Such was his story about one Phillip Humphries, itinerant preacher, who came by Watson's father's home in Choestoe. The appearance and message of the old preacher man left a lasting impression on Watson who was about 10 (1911) when he first saw the old preacher.
Watson's story went something like this:
He and his father were working in the cornfield along the road that led by their house (this road is now named Collins Road). They looked up from their work and saw an old man with a long white beard approaching. Albert, Watson's father, was not surprised to see him, for he knew Phillip Humphries. But to Watson, the stranger with a pack on his back, disheveled clothes, and his long white beard looked as Watson imagined Moses, the biblical patriarch, in appearance.
In the spring and again in the fall they would look up and suddenly Old Phil Humphries would be there, ready to talk, ready to give an account of his travels through many states and as far away from Choestoe as Texas. Watson called the old man "Uncle Phil" out of deference to his age and stature as a man of God. Actually, he was a "first cousin, thrice removed."
First, "Uncle Phil" warned people of their sins. This was his God-given message, one that he carried with him unabashedly in all of his travels. "If people did not repent and turn from their wicked ways," Uncle Phil stated, "God would visit them in his anger and cause devastation to come upon their homes, their crops, their families." From Georgia to Texas, this was his mission, to give the burning message God had put upon his heart.

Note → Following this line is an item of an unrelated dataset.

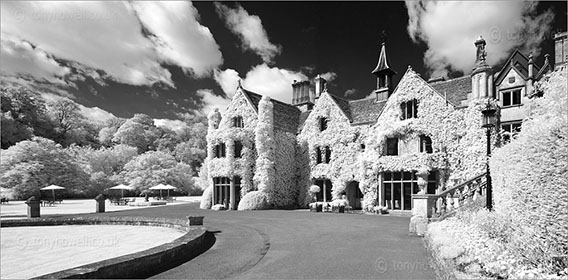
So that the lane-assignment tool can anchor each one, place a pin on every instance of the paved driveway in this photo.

It being about noontime, my Uncle Albert (Watson's father) invited the preacher to remain for the noon meal. He accepted gracefully, and at table the men talked of crops, people, politics, the weather, and what God expected of believers. The young boy Watson listened with open ears as his father and the preacher talked.
From reports on his journeys, the old preacher had really been to Texas. He talked knowledgeably about things he saw in Georgia, Alabama, Louisiana and Texas.

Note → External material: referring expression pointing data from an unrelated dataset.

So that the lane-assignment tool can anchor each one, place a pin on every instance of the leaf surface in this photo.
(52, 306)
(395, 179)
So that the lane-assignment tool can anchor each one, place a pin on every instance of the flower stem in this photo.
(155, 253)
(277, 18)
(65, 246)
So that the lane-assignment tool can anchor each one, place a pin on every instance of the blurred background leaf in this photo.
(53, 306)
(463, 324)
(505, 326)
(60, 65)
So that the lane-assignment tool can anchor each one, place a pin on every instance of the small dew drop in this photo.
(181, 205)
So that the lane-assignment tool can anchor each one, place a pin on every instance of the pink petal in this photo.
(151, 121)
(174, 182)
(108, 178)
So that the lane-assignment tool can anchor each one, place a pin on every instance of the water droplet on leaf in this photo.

In Spring, as he stopped by the Dyer farm, he was coming from Texas. In Fall, as he again stopped for his talk and a noon meal, he was on his way back to Texas, proclaiming his message along the way, the themes of which were repentance and the coming catastrophe. He did not want money for the Word he delivered from the Lord, but he welcomed food, clothing and a place to lay his head at night. He also caught a free ride in buggies or wagons going in the direction of his mission trip. Watson said that Phillip had a sister who lived in adjacent Arkaquah District named Lottie Humphries, or Granny, as she was known because of her age.

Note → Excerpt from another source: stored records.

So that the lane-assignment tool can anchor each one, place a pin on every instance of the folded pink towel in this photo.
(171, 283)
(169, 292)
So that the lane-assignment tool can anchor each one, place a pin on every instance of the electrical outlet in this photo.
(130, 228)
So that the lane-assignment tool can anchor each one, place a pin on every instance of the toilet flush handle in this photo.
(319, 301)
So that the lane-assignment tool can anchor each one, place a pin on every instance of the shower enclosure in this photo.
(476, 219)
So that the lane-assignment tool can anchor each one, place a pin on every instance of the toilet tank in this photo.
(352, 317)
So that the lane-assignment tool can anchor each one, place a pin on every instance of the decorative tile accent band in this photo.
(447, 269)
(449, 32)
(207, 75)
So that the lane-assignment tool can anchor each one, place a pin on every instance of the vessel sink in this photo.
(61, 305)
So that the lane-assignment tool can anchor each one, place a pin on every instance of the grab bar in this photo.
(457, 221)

Were Watson's 10-year old memories of Old Preacher Phillip Humphries a figment of his imagination? No. A little research revealed that his family did live in Arkaquah and he was a son of John and Kizziah Souther Humphries. Kizziah Souther was Albert Dyer's great aunt, a sister of his great grandfather, John Jesse Souther.
Kizziah Souther married John Humphries in Burke County, N.C., on December 27, 1831. They moved to Georgia, along with others of Kizziah's siblings (for her mother and father were already settled in Choestoe) in the mid to late 1830's. Phillip Humphries was the sixth of 13 children born to John and Kizziah. The first four of their 13 children were born before they left North Carolina. The last nine were born in Arkaquah District where they settled in Georgia. These 13 children, by name and order of birth were Jesse, Jane, Catherine, Willis, James, Phillip, John, Noah, Sarah, Mary, Nancy Ann, Joseph F. and David.
Phillip Humphries was born about 1841. He was listed as 9 years of age in the 1850 Union County census. He married Cordie Parker. He served in the Confederate Army during the War Between the States. Family legend holds that an injury, or the terrible experiences of war, left his mind "deranged"-hence his wanderings between Texas and Georgia and his unusual way of delivering the gospel message. Texas had a pull for Phillip Humphries, where he took his wife and family, because his older brother, Willis, and his wife, Mary Johnson Humphries, had migrated there. Known names of Phillip and Cordie Parker Humphries are Joseph, James, Louise and Maggie, and possibly others whose names are not known.
The Lottie Humphries who Preacher Phillip Humphries visited at the "old Humphries place" in Arkaquah was actually Phillip's sister-in-law, Charlotte Duckworth who married Jesse Humphries on March 11, 1855. Charlotte, called Lottie, was the sixth child of David and Mary Duckworth. Lottie's husband Jesse also served in the Confederate Army. Jesse and Lottie moved their family to Walker County, Ga., where Jesse died. However, it seems that Lottie moved back to the "old Humphries" place at Arkaquah, because she is listed in the Union County Cemetery Book as buried in Bethel Cemetery, with her tombstone reading "Granny Lottie Humphrey - died 1923." Having been listed as 13 in the 1850 census, Lottie was born about 1837.
Preacher Phillip Humphries made his last visit to Georgia when an old man and became so ill that he could not return to Texas. Both the message and the desire to journey had left him. He was so ill that relatives placed him in a facility for Old Soldiers somewhere in North Carolina where he died and was buried.